The dataset is organized into the following directories on S3:

Root files (legacy format):

feat.parquet — Extracted NLP features per clinical note
icd.parquet — ICD diagnosis codes per patient visit
med.parquet — Medication order records per patient visit
note.parquet — Clinical note text with patient identifiers and dates

discriminative-modeling/ — Data for the cross-sectional classification task:

notes.parquet — Clinical notes with patient IDs and dates
icd.parquet — ICD diagnosis codes
med.parquet — Medication records
features.parquet — Extracted 924-dimensional feature vectors per visit
bdsp_narco_pts.parquet — Patient-level metadata and cohort membership
bdsp_narco_swimmer.parquet — Swimmer plot data (patient clinical timelines)
predictive_annotation.parquet — Ground truth diagnostic annotations from physician chart review

predictive-modeling/ — Data for the longitudinal risk prediction task:

features.parquet, icd.parquet, med.parquet, notes.parquet — Input clinical data
diagnosis_annotation.parquet — Diagnosis timing annotations
groupings.parquet — Feature grouping definitions
nt1/ — Cumulative feature matrices for NT1 prediction (narcolepsy-positive, narcolepsy-negative, and control cohorts)
nt2ih/ — Cumulative feature matrices for NT2/IH prediction (same structure as nt1/)

results/ — Full evaluation results for two classification tasks:

nt1_vs_others/ — NT1 vs. non-narcolepsy: trained fold models (Logistic Regression, Random Forest, Gradient Boosting, XGBoost), confusion matrices, per-fold and average performance CSVs
nt2ih_vs_others/ — NT2/IH vs. non-narcolepsy: same structure as nt1_vs_others/

All tabular data is in Apache Parquet format. Trained models are serialized as Python pickle (.pkl) files. All data has been de-identified. Data were collected from five BDSP sites: Mass General Brigham, Beth Israel Deaconess Medical Center, Boston Children's Hospital, Stanford University, and Emory University.

Usage Notes

Code to reproduce all results is available at https://github.com/bdsp-core/NAX-Narcolepsy. The repository contains the following components:

discriminative-modeling/ — Cross-sectional note-level classification. Includes the NarcolepsyModel class for feature extraction (ICD codes, medications, NLP keywords with negation detection) and prediction, a model training/evaluation framework with leave-one-site-out cross-validation, and pre-trained Random Forest classifiers. See discriminative-model.ipynb for a complete walkthrough.

predictive-modeling/ — Longitudinal pre-diagnostic risk scoring. The primary pipeline (risk_score_v2/) uses SGD logistic regression with L1 penalty for cumulative risk estimation. See predictive-model.ipynb for usage instructions. An alternative pooled logistic regression approach is also included (pooled-logistic-regression/).

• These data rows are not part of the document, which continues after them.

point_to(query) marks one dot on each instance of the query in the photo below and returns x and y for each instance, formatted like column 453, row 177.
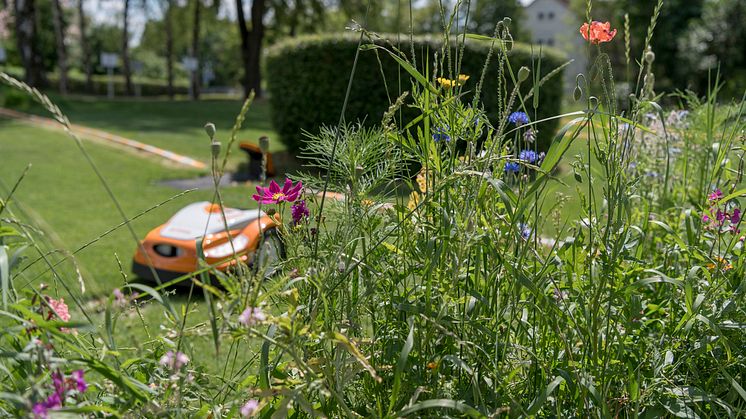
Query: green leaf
column 4, row 274
column 441, row 404
column 403, row 356
column 542, row 396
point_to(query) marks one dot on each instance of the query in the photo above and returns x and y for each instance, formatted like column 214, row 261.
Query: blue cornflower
column 440, row 135
column 512, row 166
column 528, row 156
column 518, row 118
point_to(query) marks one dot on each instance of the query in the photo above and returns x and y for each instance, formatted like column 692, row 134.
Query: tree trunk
column 251, row 45
column 59, row 32
column 85, row 49
column 195, row 49
column 170, row 49
column 125, row 50
column 26, row 37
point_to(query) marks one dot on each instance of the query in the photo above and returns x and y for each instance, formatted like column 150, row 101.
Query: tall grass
column 449, row 299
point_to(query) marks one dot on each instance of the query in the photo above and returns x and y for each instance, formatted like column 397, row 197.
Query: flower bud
column 210, row 130
column 264, row 144
column 523, row 74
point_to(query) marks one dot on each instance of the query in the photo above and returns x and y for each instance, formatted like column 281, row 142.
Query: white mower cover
column 196, row 220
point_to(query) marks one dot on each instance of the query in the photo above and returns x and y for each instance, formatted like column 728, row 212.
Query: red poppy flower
column 597, row 32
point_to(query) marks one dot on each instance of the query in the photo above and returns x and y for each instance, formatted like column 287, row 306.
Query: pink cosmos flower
column 252, row 316
column 597, row 32
column 274, row 195
column 250, row 408
column 60, row 308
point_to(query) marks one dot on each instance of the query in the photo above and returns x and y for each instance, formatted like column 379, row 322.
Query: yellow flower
column 448, row 83
column 422, row 179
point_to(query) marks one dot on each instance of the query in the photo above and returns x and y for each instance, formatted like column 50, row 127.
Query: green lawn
column 174, row 125
column 66, row 199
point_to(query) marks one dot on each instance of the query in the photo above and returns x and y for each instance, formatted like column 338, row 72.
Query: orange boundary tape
column 103, row 135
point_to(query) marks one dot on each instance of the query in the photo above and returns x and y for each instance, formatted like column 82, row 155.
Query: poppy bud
column 210, row 130
column 523, row 74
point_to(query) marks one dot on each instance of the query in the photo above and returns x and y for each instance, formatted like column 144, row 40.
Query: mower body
column 170, row 250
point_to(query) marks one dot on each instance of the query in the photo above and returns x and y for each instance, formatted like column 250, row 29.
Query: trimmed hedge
column 307, row 79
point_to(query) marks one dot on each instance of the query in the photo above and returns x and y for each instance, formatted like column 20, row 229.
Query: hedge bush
column 307, row 79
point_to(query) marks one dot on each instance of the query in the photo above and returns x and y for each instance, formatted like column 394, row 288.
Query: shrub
column 307, row 78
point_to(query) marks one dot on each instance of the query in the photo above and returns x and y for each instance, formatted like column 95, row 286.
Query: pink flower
column 251, row 316
column 274, row 195
column 78, row 381
column 59, row 308
column 715, row 195
column 597, row 32
column 174, row 360
column 250, row 408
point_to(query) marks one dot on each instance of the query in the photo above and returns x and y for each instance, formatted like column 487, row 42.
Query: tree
column 251, row 44
column 485, row 14
column 59, row 31
column 195, row 48
column 169, row 47
column 125, row 49
column 715, row 43
column 85, row 48
column 27, row 41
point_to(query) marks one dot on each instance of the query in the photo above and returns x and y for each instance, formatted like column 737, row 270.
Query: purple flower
column 528, row 156
column 252, row 316
column 529, row 136
column 525, row 231
column 512, row 167
column 441, row 135
column 299, row 211
column 274, row 195
column 518, row 118
column 79, row 381
column 735, row 218
column 250, row 408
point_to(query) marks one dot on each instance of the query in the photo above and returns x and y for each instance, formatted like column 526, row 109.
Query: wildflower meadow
column 438, row 262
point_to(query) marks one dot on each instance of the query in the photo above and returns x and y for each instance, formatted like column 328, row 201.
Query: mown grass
column 61, row 193
column 174, row 125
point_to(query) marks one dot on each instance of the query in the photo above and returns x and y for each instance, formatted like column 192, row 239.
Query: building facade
column 552, row 23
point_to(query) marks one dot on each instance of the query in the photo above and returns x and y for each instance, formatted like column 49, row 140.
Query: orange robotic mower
column 171, row 248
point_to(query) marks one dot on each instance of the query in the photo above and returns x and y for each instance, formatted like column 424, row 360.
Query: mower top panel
column 203, row 218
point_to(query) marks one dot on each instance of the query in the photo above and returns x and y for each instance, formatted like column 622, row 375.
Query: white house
column 552, row 23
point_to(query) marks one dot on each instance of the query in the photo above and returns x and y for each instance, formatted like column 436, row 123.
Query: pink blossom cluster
column 63, row 387
column 718, row 217
column 174, row 360
column 252, row 316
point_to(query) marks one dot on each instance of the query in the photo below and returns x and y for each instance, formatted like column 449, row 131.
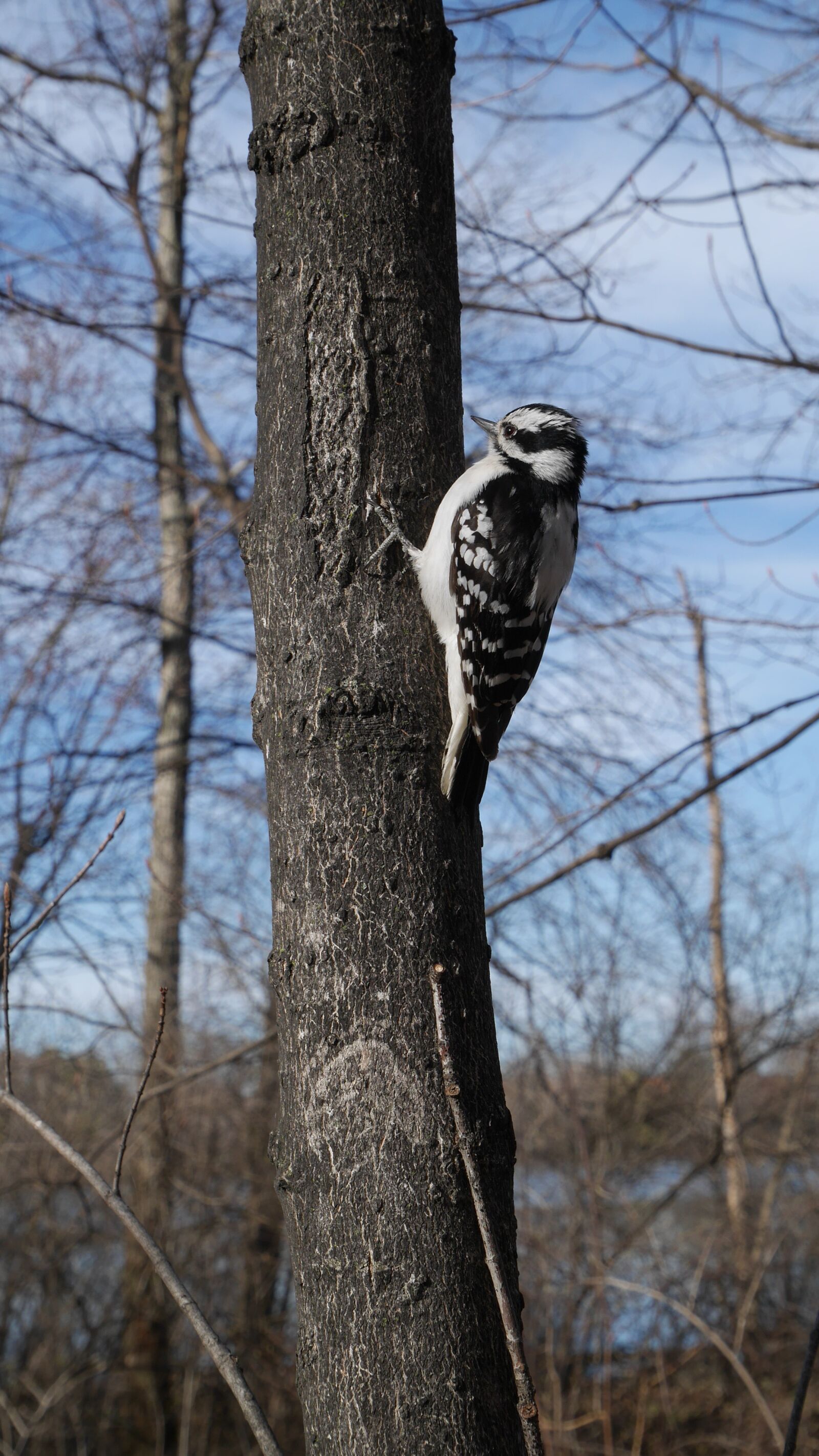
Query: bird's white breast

paper_figures/ — Jupyter notebooks to reproduce the main figures from the manuscript, including confusion matrices, ROC/precision-recall curves, and swimmer plots of patient clinical timelines.

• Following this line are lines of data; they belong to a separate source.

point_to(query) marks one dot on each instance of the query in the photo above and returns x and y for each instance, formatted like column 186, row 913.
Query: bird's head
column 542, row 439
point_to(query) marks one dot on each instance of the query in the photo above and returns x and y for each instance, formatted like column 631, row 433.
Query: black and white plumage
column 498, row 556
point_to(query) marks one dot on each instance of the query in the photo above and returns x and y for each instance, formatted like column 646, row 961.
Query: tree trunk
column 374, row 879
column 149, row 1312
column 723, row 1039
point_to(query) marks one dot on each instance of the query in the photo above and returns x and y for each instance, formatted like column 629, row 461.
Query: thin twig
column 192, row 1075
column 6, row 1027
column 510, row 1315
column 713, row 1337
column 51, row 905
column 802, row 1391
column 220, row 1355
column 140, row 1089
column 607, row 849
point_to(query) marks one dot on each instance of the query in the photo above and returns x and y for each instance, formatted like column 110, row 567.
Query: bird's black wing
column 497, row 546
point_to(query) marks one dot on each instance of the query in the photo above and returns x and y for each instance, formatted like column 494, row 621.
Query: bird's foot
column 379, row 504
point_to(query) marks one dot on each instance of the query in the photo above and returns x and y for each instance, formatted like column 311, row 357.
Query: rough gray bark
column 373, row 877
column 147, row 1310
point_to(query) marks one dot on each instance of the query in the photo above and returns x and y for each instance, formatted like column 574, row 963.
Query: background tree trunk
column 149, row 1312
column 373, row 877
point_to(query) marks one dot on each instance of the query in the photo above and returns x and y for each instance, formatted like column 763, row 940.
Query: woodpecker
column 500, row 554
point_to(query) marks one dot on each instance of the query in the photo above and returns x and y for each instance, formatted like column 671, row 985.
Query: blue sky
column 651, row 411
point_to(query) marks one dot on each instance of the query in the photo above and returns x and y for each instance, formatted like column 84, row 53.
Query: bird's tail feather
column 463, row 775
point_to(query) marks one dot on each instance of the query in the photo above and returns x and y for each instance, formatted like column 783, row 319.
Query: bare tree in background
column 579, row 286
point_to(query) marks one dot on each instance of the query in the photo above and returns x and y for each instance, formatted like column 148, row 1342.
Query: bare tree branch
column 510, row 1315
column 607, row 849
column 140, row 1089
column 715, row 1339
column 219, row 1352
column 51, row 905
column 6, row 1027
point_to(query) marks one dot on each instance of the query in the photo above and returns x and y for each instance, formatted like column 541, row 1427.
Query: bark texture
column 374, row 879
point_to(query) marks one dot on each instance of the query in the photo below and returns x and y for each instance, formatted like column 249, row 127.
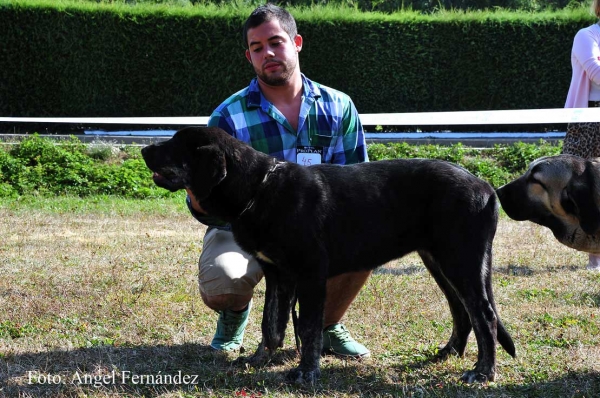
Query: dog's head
column 193, row 158
column 562, row 193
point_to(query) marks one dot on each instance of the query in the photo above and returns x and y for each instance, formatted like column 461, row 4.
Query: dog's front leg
column 311, row 298
column 279, row 296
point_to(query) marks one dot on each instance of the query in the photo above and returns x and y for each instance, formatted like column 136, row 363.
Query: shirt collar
column 255, row 96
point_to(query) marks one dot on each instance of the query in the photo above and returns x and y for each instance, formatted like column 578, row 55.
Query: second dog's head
column 562, row 193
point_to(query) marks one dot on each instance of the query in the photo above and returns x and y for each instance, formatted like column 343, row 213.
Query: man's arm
column 354, row 146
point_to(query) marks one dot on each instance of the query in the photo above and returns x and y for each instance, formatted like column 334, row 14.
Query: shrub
column 43, row 166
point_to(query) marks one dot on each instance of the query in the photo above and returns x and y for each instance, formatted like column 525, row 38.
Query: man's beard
column 280, row 79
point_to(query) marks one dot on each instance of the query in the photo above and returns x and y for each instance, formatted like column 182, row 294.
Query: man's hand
column 195, row 204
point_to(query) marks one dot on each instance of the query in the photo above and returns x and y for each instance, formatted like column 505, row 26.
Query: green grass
column 93, row 286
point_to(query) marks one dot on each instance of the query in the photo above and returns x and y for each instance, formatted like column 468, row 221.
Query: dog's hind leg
column 461, row 327
column 503, row 337
column 311, row 298
column 279, row 297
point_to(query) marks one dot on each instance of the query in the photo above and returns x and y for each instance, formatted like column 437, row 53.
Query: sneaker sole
column 328, row 351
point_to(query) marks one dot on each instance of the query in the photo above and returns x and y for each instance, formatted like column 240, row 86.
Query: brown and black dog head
column 561, row 193
column 193, row 148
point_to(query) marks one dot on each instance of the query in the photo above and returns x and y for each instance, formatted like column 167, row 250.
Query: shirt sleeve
column 587, row 52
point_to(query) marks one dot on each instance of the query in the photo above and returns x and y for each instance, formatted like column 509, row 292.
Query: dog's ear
column 582, row 192
column 205, row 169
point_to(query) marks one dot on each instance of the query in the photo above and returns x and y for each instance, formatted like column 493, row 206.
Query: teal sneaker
column 338, row 341
column 230, row 329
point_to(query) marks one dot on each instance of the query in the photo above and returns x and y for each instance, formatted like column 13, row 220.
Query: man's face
column 272, row 53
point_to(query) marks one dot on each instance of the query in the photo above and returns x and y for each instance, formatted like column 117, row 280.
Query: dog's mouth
column 168, row 180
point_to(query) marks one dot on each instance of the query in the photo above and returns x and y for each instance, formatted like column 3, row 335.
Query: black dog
column 561, row 193
column 306, row 224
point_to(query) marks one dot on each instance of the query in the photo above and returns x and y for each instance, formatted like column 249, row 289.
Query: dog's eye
column 534, row 180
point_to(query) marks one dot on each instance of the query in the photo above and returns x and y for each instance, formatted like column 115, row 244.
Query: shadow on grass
column 196, row 370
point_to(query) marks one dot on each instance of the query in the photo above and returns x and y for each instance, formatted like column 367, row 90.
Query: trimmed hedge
column 83, row 59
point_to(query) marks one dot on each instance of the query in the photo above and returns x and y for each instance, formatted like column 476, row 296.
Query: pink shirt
column 585, row 61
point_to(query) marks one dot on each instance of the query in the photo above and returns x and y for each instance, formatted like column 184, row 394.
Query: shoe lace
column 342, row 334
column 230, row 322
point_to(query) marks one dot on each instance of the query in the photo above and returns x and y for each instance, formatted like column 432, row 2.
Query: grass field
column 99, row 298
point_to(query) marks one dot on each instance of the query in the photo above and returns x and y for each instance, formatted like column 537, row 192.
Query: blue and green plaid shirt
column 328, row 119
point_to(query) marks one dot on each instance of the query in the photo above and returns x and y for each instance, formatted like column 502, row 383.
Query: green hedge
column 84, row 59
column 41, row 166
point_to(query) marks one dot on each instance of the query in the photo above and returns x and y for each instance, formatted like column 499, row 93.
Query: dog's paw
column 260, row 357
column 474, row 376
column 304, row 376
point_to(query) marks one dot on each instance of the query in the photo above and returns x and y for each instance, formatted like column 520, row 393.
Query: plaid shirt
column 328, row 119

timeline-viewer/ — A git submodule linking to the timeline-viewer web application for reviewing and annotating patient clinical timelines.

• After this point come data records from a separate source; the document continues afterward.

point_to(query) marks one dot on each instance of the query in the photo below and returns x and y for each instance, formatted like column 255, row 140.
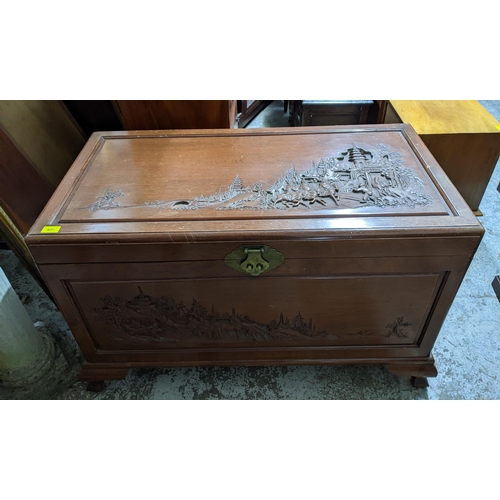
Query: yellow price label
column 50, row 229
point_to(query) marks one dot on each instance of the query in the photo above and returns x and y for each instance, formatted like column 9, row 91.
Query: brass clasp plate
column 254, row 260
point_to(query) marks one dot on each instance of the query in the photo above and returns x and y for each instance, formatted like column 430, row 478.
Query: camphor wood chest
column 255, row 247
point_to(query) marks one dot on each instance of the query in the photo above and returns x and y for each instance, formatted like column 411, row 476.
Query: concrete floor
column 467, row 351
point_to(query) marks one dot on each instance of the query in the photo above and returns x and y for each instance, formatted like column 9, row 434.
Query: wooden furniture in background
column 38, row 143
column 463, row 137
column 255, row 247
column 95, row 116
column 163, row 115
column 335, row 112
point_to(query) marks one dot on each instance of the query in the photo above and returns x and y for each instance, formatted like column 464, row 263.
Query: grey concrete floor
column 467, row 351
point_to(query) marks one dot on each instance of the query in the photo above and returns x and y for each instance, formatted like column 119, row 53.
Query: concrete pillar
column 25, row 353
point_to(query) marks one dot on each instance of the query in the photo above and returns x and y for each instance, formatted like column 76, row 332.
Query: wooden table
column 463, row 137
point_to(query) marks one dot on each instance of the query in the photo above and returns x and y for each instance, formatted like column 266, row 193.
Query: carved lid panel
column 284, row 179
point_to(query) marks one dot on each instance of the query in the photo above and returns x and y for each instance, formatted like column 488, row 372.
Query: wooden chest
column 255, row 247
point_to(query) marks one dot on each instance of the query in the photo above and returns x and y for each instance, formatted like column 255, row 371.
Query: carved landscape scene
column 162, row 319
column 357, row 176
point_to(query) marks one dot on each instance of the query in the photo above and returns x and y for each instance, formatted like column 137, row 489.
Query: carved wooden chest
column 255, row 247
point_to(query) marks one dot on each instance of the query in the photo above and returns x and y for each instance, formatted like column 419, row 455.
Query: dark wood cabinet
column 180, row 114
column 255, row 247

Dependencies are listed in discriminative-modeling/env.toml. Key packages: polars, pandas, scikit-learn, NLTK, Ray (for parallel NLP processing), xgboost, matplotlib, seaborn.

Ethics

This study was conducted under IRB protocols approved and overseen by the BIDMC ethics committee (protocols 2024P000807, 2022P000417, 2024P000804), which granted a waiver of consent for retrospective analysis of de-identified EHR data.